В 16-м году ей было двадцать пять, на шестьдесят лет меньше, чем в
семьдесят шестом. Представим себе, как, двигаясь обратно во времени,
угрожающе растет ее женская сила.
Посвященные ей "Флейта-позвоночник" и особенно "Лиличка! Вместо письма"
-- это, пожалуй, самое подлинное из всего написанного Маяковским. Ни
преданность своим, ни ненависть к чужим, ни даже обида на всех и вся никогда
не были им столь талантливо выражены. Только здесь, в изъявлении этой любви,
он порой проницает оболочку слов и прикасается к самому настоящему. Да, и
это всего лишь фрагменты, и это всего лишь несколько строк, но и это тоже
немало, подите попробуйте...
Дым табачный воздух выел. Комната -- глава в крученыховском аде.
Вспомни -- за этим окном впервые руки твои, исступленный, гладил. Сегодня
сидишь вот, сердце в железе. День еще -- выгонишь, может быть, изругав. В
мутной передней долго не влезет сломанная дрожью рука в рукав.
Поразительна эта точная человеческая интонация -- среди фигур и
рассудочных построений. Конечно, крученыховский ад и сердце в железе
проглатываются не без некоторой заминки, это неизбежное у Маяковского
протезирование там, где не хватает собственного органа, но зато две
последних строки безукоризненны, и он сам это очень и очень почувствовал и
даже не решился дробить их на части.
И дальше:
Выбегу, тело в улицу брошу я. Дикий, обезумлюсь, отчаянием иссечась. Не
надо этого, дорогая, хорошая, дай простимся сейчас.
Здесь тоже все на удивление по-человечески, и даже "иссечась" не режет
слуха, потому что отчаянье -- настоящее.
На этом, собственно, стих и кончается, дальше -- привычные декорации,
какие-то истории и примеры, какой-то слон, какой-то бык, вперемежку с
романсовыми красивостями ("суетных дней взметенный карнавал..."), и только
заключительная строфа возвращает нас к простоте и правде чувства:
Слов моих сухие листья ли заставят остановиться, жадно дыша? Дай хоть
последней нежностью выстелить твой уходящий шаг.

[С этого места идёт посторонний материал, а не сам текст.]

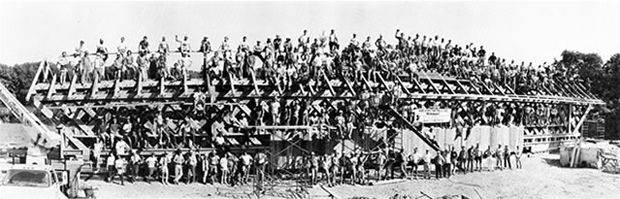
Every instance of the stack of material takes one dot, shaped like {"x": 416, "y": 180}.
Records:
{"x": 600, "y": 155}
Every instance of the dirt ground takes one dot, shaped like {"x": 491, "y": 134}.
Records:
{"x": 541, "y": 177}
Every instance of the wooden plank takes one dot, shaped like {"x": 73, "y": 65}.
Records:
{"x": 32, "y": 89}
{"x": 402, "y": 85}
{"x": 329, "y": 85}
{"x": 139, "y": 84}
{"x": 447, "y": 85}
{"x": 162, "y": 85}
{"x": 431, "y": 83}
{"x": 116, "y": 88}
{"x": 95, "y": 86}
{"x": 419, "y": 85}
{"x": 52, "y": 88}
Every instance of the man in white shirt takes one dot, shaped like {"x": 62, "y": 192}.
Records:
{"x": 366, "y": 45}
{"x": 244, "y": 44}
{"x": 121, "y": 147}
{"x": 79, "y": 51}
{"x": 427, "y": 164}
{"x": 304, "y": 39}
{"x": 184, "y": 46}
{"x": 380, "y": 43}
{"x": 151, "y": 164}
{"x": 186, "y": 63}
{"x": 122, "y": 47}
{"x": 163, "y": 48}
{"x": 225, "y": 46}
{"x": 246, "y": 163}
{"x": 65, "y": 65}
{"x": 333, "y": 41}
{"x": 415, "y": 158}
{"x": 99, "y": 69}
{"x": 101, "y": 49}
{"x": 354, "y": 41}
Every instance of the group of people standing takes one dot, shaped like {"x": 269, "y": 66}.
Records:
{"x": 360, "y": 167}
{"x": 187, "y": 167}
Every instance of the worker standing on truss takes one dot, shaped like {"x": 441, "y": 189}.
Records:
{"x": 184, "y": 46}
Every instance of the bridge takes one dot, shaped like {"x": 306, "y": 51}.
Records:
{"x": 207, "y": 98}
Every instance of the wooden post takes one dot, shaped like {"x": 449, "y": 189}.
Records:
{"x": 52, "y": 88}
{"x": 139, "y": 84}
{"x": 32, "y": 89}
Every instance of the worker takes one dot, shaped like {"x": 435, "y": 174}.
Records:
{"x": 178, "y": 166}
{"x": 163, "y": 163}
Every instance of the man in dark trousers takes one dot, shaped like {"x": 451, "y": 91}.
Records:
{"x": 462, "y": 159}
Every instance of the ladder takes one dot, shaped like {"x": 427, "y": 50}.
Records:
{"x": 410, "y": 126}
{"x": 43, "y": 137}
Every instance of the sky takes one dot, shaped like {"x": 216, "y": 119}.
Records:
{"x": 523, "y": 31}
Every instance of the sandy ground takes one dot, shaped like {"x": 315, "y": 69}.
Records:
{"x": 541, "y": 177}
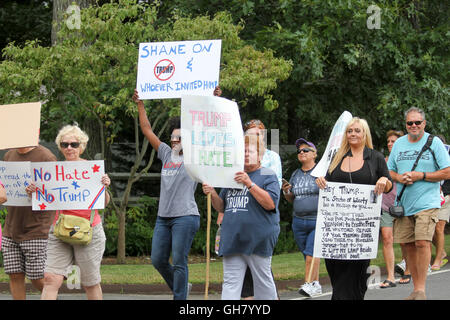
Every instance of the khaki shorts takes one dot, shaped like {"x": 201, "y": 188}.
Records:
{"x": 417, "y": 227}
{"x": 444, "y": 212}
{"x": 61, "y": 256}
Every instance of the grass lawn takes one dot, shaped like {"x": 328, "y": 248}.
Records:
{"x": 288, "y": 266}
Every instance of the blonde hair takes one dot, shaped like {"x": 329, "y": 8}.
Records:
{"x": 75, "y": 131}
{"x": 345, "y": 147}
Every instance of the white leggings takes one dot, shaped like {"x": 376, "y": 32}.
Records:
{"x": 234, "y": 268}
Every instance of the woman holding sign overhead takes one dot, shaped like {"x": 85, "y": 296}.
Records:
{"x": 72, "y": 141}
{"x": 355, "y": 162}
{"x": 250, "y": 226}
{"x": 178, "y": 217}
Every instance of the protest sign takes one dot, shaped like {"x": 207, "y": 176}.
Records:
{"x": 348, "y": 221}
{"x": 334, "y": 142}
{"x": 212, "y": 139}
{"x": 16, "y": 176}
{"x": 68, "y": 185}
{"x": 172, "y": 69}
{"x": 19, "y": 125}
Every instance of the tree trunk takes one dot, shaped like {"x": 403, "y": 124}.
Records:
{"x": 121, "y": 236}
{"x": 60, "y": 7}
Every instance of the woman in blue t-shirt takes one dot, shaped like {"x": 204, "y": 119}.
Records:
{"x": 303, "y": 192}
{"x": 250, "y": 226}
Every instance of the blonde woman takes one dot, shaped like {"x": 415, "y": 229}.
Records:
{"x": 355, "y": 162}
{"x": 72, "y": 142}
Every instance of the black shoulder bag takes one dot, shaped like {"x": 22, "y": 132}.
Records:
{"x": 399, "y": 211}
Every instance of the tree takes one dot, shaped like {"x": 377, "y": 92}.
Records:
{"x": 340, "y": 64}
{"x": 67, "y": 11}
{"x": 92, "y": 75}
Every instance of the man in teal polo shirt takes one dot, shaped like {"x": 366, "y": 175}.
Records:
{"x": 421, "y": 198}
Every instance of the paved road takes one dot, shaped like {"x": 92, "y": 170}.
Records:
{"x": 438, "y": 288}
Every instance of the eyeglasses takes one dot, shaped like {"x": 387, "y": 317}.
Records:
{"x": 65, "y": 145}
{"x": 357, "y": 130}
{"x": 305, "y": 150}
{"x": 417, "y": 123}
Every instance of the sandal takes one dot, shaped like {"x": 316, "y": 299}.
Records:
{"x": 387, "y": 284}
{"x": 406, "y": 278}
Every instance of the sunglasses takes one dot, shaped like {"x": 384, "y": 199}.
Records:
{"x": 305, "y": 150}
{"x": 65, "y": 145}
{"x": 417, "y": 123}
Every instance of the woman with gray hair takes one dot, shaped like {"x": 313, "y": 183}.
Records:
{"x": 72, "y": 142}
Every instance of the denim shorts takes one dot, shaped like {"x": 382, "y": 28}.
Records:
{"x": 61, "y": 256}
{"x": 304, "y": 233}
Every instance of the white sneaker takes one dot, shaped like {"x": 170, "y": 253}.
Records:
{"x": 400, "y": 267}
{"x": 317, "y": 288}
{"x": 306, "y": 289}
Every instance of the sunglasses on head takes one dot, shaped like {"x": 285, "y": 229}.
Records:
{"x": 305, "y": 150}
{"x": 65, "y": 145}
{"x": 417, "y": 123}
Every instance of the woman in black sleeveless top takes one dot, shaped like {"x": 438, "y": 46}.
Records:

Лиля Юрьевна любила фотографироваться. Есть одна примечательная
фотография последних лет и даже, быть может, месяцев. Цветная, но кажется
черно-белой и только подкрашенной красным. Потому что никаких иных цветов
нет на ней, только красный и черный. Она сидит в красноватом кресле, одетая
во что-то бордово-черное. На заднем плане -- шкаф-секретер темного
красновато-коричневого цвета, и в нем, среди черных и серых корешков,
выделяются несколько красных томов Маяковского. Прислоняясь к ним, отчасти
их заслоняя, стоит черно-белый портрет последней ее любви. Это очень
живописный восточный человек с седоватой большой бородой и живыми глазами.
Глаза Лили Юрьевны затенены, погружены в глубокие черные глазницы на
красноватом, с черными впадинами, лице. Она причесана гладко, с открытым
лбом, и что самое страшное -- очень похожа на ту далекую, тридцатилетнюю, с
композиций Родченко. Только нет плоти в ее лице, и череп туго обтянут кожей,
и во всем ее облике та значительность, какую несут в себе мертвецы. Наш
взгляд, погруженный в эту картинку, введенный в зловещую черно-красную
комнату, постоянно занят сопоставлением. Два лица: живое-- там, на портрете,
и мертвое-- в кресле, на переднем плане. Старуха, не сумевшая, не захотевшая
состариться, перешедшая при жизни в посмертное существование... Ямами двух
могил вырылись в лице твоем глаза.
И когда мы вспоминаем, наконец, Маяковского, нам приходит в голову
любопытная мысль: о глубоком родстве его с этой женщиной, выявленном
полувековой дистанцией. Все различия, такие, казалось бы, резкие,
несущественны перед лицом бездны, зато сходство обнаруживается решающее. И
не столько в обстоятельствах смерти, где оно очевидно и как раз поэтому
может быть оспорено: неудачная любовь, неотвязная болезнь, в конце концов,
сам факт самоубийства,-- сколько в чертах мировосприятия, в отношении к
смерти и старости.
* Кстати, есть серьезное подозрение, что строй "лесенкой" был им
придуман специально для замены традиционной системы пунктуации, которой он
так и не выучился. При наличии знаков, расставленных Бриком, эта система
становится не только ненужной, но и лишней, мешающей чтению. В стихе
Маяковского, построенном "в лесенку", взгляд, ведомый внутренней ритмикой,
спотыкается почти на каждой ступеньке,-- стремится перепрыгнуть через две,
через три, сгладить их выступы, а лучше вообще -- забыть об их
существовании. А ведь он ввел это новшество в 23-м году, когда "запятатки"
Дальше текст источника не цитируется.